The Delphi technique in this study enabled a panel of 18 experienced panellists to express their opinions freely and impersonally guided by the opinions of 11 in-hospital experts from seven specialties. This method limits dominance by eminent, eloquent or highly opinionated individuals in their respective fields of expertise [7, 8], and the panel moderator is less likely to bias the work of the panel. The Delphi method gives panellists substantial time to express their ideas, reflect on their answers and make changes, P and it avoids geographical constraints. On the other hand, the Delphi method itself is vulnerable to a loose definition of an expert, and biases might influence participant selection. The method is also dependent on questionnaire design [7, 8].
A major limitation of this study is, that there is limited data on the impact of several prehospital interventions such as prehospital airway management [16, 17]. An intervention may or may not be life-saving, depending on context. However, in the absence of a thorough research-based data on the impact of different interventions, a consensus opinion of experts is meaningful. In addition, currently no evidence exists of paramedics` ability to predict mortality.

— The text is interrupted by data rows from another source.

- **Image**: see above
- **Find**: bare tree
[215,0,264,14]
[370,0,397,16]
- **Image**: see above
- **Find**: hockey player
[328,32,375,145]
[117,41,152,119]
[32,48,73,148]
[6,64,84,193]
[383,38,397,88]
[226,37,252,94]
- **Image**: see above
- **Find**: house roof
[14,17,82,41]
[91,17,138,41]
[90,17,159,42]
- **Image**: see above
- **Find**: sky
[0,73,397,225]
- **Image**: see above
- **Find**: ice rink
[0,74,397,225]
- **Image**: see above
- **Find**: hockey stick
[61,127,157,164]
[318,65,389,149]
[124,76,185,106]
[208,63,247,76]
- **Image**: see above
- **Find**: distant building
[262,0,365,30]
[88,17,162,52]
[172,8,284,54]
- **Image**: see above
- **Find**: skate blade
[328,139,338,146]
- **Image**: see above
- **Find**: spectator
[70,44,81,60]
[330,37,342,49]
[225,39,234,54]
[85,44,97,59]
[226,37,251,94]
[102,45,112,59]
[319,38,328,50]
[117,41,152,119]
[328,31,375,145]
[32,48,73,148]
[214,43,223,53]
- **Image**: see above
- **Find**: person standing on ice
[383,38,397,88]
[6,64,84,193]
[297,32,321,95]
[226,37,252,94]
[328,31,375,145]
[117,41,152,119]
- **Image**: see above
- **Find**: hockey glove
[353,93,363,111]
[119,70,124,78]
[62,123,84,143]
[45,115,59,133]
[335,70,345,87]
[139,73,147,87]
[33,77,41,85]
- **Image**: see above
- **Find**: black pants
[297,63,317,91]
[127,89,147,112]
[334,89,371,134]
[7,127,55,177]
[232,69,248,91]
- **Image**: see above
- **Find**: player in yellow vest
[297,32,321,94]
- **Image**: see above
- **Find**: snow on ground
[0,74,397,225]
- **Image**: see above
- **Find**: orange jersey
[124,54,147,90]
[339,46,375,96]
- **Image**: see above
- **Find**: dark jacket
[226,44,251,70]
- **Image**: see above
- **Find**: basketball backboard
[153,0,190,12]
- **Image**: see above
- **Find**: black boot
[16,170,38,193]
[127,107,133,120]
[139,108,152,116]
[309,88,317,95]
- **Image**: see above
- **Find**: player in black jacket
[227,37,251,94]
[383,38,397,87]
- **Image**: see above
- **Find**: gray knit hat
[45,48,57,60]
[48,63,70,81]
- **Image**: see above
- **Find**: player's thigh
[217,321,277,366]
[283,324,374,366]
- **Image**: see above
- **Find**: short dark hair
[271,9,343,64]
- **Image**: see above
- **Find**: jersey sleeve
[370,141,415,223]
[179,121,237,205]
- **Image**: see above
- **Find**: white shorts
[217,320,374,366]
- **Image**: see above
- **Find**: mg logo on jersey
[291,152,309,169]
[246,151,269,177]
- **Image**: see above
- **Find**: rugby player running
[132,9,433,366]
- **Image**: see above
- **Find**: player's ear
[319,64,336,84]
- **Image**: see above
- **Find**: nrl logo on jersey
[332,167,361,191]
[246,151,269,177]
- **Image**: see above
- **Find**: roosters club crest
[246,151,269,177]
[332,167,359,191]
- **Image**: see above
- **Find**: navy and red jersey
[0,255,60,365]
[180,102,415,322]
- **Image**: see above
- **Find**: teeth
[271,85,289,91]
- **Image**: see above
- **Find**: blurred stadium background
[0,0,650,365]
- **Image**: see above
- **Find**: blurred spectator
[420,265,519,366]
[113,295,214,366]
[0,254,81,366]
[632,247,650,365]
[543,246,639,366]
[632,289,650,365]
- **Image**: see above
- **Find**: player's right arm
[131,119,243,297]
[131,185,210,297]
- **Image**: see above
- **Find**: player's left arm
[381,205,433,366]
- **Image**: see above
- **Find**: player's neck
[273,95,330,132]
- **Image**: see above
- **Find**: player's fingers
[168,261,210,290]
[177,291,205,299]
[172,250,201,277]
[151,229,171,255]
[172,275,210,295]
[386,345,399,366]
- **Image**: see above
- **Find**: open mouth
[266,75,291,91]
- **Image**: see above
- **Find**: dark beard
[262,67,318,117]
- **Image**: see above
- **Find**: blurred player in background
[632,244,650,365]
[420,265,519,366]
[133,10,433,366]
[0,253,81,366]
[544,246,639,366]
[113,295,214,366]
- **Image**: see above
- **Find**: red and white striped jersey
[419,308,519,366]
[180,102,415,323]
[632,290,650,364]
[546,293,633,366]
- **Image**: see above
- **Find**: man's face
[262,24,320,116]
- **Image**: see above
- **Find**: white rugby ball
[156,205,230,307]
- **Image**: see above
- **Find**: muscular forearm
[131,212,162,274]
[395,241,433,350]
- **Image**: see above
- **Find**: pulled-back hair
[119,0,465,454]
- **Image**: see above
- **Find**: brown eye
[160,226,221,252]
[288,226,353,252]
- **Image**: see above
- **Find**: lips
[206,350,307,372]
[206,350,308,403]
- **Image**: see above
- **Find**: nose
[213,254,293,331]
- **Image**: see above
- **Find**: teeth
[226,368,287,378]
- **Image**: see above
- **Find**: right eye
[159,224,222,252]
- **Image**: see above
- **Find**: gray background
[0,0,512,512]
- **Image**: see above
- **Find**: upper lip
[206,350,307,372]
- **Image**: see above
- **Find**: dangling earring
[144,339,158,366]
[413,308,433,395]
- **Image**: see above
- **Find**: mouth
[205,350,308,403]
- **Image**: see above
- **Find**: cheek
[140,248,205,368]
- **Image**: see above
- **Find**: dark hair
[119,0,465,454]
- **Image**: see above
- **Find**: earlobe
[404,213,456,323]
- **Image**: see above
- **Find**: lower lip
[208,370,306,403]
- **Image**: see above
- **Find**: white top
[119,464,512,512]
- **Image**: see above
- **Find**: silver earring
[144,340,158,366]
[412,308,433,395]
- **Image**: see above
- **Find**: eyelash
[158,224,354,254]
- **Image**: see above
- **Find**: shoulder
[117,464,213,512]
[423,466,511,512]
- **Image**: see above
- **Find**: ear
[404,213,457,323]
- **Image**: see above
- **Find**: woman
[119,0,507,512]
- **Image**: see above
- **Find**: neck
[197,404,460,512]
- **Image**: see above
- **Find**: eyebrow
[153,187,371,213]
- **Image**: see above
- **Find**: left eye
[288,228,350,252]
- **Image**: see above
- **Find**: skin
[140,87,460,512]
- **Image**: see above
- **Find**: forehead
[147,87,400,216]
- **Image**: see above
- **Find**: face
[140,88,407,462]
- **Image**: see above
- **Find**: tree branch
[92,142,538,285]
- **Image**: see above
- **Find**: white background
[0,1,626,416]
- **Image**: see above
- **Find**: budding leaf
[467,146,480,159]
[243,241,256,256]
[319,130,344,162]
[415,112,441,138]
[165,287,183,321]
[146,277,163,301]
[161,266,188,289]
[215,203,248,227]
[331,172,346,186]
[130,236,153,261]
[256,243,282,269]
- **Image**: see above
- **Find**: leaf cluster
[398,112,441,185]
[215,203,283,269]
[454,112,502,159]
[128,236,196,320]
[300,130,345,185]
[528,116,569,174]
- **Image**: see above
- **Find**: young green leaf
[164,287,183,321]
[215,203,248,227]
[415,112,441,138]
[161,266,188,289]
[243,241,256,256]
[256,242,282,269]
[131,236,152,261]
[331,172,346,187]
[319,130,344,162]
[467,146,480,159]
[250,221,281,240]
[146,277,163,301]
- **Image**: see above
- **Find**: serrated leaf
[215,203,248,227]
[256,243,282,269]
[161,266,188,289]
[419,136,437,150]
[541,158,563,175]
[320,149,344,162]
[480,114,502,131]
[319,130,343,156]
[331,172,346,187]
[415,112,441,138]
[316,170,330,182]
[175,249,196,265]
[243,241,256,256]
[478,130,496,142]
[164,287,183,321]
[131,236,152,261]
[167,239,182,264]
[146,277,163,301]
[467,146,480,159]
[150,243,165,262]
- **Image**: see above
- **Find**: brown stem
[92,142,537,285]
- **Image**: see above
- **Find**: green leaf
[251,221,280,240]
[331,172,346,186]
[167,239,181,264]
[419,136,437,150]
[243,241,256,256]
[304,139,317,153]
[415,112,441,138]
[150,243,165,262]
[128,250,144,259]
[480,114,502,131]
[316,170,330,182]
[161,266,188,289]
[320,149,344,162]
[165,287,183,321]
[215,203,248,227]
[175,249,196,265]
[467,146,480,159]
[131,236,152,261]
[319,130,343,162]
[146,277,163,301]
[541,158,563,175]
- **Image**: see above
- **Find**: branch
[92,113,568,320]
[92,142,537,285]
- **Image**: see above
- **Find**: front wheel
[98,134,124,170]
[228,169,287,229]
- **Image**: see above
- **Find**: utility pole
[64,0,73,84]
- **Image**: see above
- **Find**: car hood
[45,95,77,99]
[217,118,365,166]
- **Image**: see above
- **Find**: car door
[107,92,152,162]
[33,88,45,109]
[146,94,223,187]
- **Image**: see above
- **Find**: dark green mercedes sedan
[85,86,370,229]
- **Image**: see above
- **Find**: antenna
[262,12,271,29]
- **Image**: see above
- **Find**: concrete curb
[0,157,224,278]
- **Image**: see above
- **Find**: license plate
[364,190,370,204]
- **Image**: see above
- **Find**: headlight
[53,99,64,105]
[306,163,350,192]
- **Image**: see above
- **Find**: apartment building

The EBS is based on the subjective opinion of an attending prehospital clinician. To make the scoring system less dependent on individual variation, the renewed exemplar interventions in each EBS category support the selection of the appropriate category. The revised EBS can be used to benchmark different types of units, enabling quality control, which also allows the development of EMS efficiency. The given EBS scores can be compared to in-hospital interventions and patient outcome, to evaluate the adequacy of prehospital care. For example, a person unconscious due to alleged alcohol intoxication has been given EBS 2 on paramedic evaluation but needs rapid sequence intubation upon arrival in the emergency department. In this case EBS could be used to detect and study why this has happened, and this way for system quality control. Moreover, if the patients with low EBS receive intensive care or emergency procedures in hospital, this should raise the question of the quality of prehospital evaluation of the patients’ condition. Finally, this scoring system can be used to categorize prehospital interventions in clinical studies on EMS performance and to get more data where and in which type of missions, the patients are likely to benefit most. In the future EBS could optimally be linked to the care patient receive in hospital and their later level of performance. However, further reliability and validity studies are needed, before a wide-scale implementation.